During the later Iron Age, hillforts appear to have been largely abandoned, and across much of lowland England and Wales small enclosed settlements defined by ditches and/or stone and earth banks became commonplace, perhaps due to settlement and/or population expansion (Haselgrove et al. 2001: 29), and an increased emphasis on tightly-bound kin groups (Knight 2007: 197; Robbins 1998; Thomas 1997: 215). These settlements can be termed household ‘compounds’ (Hingley 1989: 55), or ‘farmsteads’. They were probably inhabited by one or more extended families, or several different households from the same kinship group. In upland areas, such settlements are notoriously difficult to date, but were constructed and used from the middle Bronze Age well into the Romano-British period. The very long-distance exchange networks characteristic of the middle and late Bronze Age contracted, and though wider movements of materials and artefacts still occurred (q.v. Knight 2002: 137-140; Moore 2007: 80-83), this was more often at a regional rather than an inter-regional or pan-European level.

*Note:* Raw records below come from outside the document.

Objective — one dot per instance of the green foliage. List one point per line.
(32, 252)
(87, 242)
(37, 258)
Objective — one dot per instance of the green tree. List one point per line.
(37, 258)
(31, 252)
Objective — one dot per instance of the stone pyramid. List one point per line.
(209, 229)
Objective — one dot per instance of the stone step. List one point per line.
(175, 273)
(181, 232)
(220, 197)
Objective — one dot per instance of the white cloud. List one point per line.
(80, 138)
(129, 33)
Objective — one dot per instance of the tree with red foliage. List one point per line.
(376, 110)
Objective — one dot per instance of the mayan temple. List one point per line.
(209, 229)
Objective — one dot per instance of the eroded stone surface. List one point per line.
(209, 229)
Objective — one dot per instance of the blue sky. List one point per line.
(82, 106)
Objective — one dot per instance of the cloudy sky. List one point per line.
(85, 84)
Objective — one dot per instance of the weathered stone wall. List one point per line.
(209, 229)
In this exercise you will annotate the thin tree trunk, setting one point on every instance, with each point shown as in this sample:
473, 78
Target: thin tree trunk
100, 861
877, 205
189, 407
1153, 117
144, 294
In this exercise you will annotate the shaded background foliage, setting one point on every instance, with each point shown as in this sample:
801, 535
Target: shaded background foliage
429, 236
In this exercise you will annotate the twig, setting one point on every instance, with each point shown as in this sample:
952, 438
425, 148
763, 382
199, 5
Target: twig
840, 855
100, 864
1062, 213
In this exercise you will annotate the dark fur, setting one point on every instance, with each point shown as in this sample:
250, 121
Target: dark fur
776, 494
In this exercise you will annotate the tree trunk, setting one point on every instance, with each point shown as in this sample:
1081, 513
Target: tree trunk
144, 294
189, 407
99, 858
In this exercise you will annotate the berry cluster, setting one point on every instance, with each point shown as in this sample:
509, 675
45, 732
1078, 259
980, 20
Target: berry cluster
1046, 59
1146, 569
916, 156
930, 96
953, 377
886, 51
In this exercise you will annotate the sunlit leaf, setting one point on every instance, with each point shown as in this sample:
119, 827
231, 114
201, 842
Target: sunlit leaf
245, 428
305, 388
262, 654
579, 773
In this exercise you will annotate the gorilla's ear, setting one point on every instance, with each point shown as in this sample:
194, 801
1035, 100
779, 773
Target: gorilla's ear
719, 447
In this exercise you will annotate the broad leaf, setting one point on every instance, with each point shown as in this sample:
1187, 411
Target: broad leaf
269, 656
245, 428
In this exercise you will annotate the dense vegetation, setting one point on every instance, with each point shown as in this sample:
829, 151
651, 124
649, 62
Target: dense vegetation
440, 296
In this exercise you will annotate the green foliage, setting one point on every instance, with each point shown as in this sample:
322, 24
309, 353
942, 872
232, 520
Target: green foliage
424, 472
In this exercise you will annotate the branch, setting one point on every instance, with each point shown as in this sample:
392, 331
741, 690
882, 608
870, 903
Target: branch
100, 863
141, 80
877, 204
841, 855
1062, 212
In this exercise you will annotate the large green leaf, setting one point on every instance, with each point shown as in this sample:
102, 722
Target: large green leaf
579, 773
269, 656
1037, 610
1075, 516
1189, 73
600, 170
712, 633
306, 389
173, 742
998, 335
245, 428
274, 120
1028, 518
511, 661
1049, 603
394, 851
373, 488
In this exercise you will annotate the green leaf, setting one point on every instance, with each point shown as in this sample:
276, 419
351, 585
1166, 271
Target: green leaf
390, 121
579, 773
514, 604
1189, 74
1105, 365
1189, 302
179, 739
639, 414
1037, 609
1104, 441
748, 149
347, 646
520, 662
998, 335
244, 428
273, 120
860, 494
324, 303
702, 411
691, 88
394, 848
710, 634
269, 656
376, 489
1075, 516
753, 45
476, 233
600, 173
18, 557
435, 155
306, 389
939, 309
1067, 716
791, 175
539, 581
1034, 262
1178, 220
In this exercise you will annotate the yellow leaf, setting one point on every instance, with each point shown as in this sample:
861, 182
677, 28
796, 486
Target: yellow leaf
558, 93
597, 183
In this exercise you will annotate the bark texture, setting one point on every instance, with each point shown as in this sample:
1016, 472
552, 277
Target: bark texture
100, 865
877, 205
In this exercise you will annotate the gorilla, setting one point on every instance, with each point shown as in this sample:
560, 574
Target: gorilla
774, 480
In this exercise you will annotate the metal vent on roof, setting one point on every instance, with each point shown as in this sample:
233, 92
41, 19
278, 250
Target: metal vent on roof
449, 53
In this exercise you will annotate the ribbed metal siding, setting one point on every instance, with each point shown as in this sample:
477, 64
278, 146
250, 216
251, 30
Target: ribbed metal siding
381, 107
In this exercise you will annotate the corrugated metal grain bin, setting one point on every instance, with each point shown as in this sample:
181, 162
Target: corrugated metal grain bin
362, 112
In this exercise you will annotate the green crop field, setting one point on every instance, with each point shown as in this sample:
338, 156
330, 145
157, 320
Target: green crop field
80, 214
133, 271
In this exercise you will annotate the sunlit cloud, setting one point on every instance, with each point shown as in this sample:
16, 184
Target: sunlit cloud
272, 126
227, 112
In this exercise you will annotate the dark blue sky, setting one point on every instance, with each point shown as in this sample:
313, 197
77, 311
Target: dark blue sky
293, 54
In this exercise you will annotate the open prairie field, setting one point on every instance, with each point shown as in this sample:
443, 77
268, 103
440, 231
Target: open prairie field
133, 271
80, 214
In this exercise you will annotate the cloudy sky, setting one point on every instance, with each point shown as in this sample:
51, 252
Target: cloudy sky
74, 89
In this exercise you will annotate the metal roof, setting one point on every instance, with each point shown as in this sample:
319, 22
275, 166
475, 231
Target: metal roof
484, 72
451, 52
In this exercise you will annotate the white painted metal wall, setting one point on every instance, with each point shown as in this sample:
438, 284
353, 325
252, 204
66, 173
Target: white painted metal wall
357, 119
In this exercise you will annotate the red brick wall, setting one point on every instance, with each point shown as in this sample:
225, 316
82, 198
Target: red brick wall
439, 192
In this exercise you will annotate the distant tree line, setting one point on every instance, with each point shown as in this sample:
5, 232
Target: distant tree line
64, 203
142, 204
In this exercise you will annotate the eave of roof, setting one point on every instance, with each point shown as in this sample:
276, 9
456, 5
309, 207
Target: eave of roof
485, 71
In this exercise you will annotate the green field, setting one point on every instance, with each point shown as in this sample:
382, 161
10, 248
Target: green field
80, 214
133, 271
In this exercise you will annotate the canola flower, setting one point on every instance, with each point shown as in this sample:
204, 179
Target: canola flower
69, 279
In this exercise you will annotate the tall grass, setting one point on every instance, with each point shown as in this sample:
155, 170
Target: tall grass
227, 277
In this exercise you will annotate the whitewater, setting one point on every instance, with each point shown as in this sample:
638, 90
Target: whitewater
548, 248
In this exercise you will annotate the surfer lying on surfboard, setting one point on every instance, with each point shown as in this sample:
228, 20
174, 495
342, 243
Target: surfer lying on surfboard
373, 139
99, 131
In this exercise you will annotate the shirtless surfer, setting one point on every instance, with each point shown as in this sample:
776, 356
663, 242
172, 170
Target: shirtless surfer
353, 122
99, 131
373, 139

Following the Roman occupation, adjacent areas such as Nottinghamshire, Lincolnshire and East Yorkshire developed networks of forts and stations, roads, small towns and rural villas, and Roman-style material culture became almost ubiquitous. This conforms in most respects to traditional views of ‘Romanised’ provincial settlement. This was less the case in West Yorkshire, though even here there were villas and roadside or aggregated settlements that seem to have prospered during the 1st to 4th centuries AD. The vicus at Castleford was a significant local centre, and York was not too far away. In South Yorkshire there was a fortress at Rossington and forts with vici at Templeborough and Doncaster, and perhaps a vicus or roadside settlement at Thorpe Audlin. Pottery production at Rossington Bridge became a significant regional industry. Yet few villas have been identified, and the area west and north-west of the River Don seems to have been far less ‘Romanised’ in terms of settlement form and material culture use.
As outlined below, in many respects the Iron Age and Roman-British evidence from South Yorkshire departs from these conventional broad archaeological narratives. Rather than continuing to contrast the county negatively with other regions, however, it is more appropriate to develop research questions, methodologies and interpretations specific to it (Robbins 1999: 46-7), a more local archaeology attentive to the details of its evidence. What makes South Yorkshire’s Iron Age and Romano-British periods different in character is also what makes them interesting.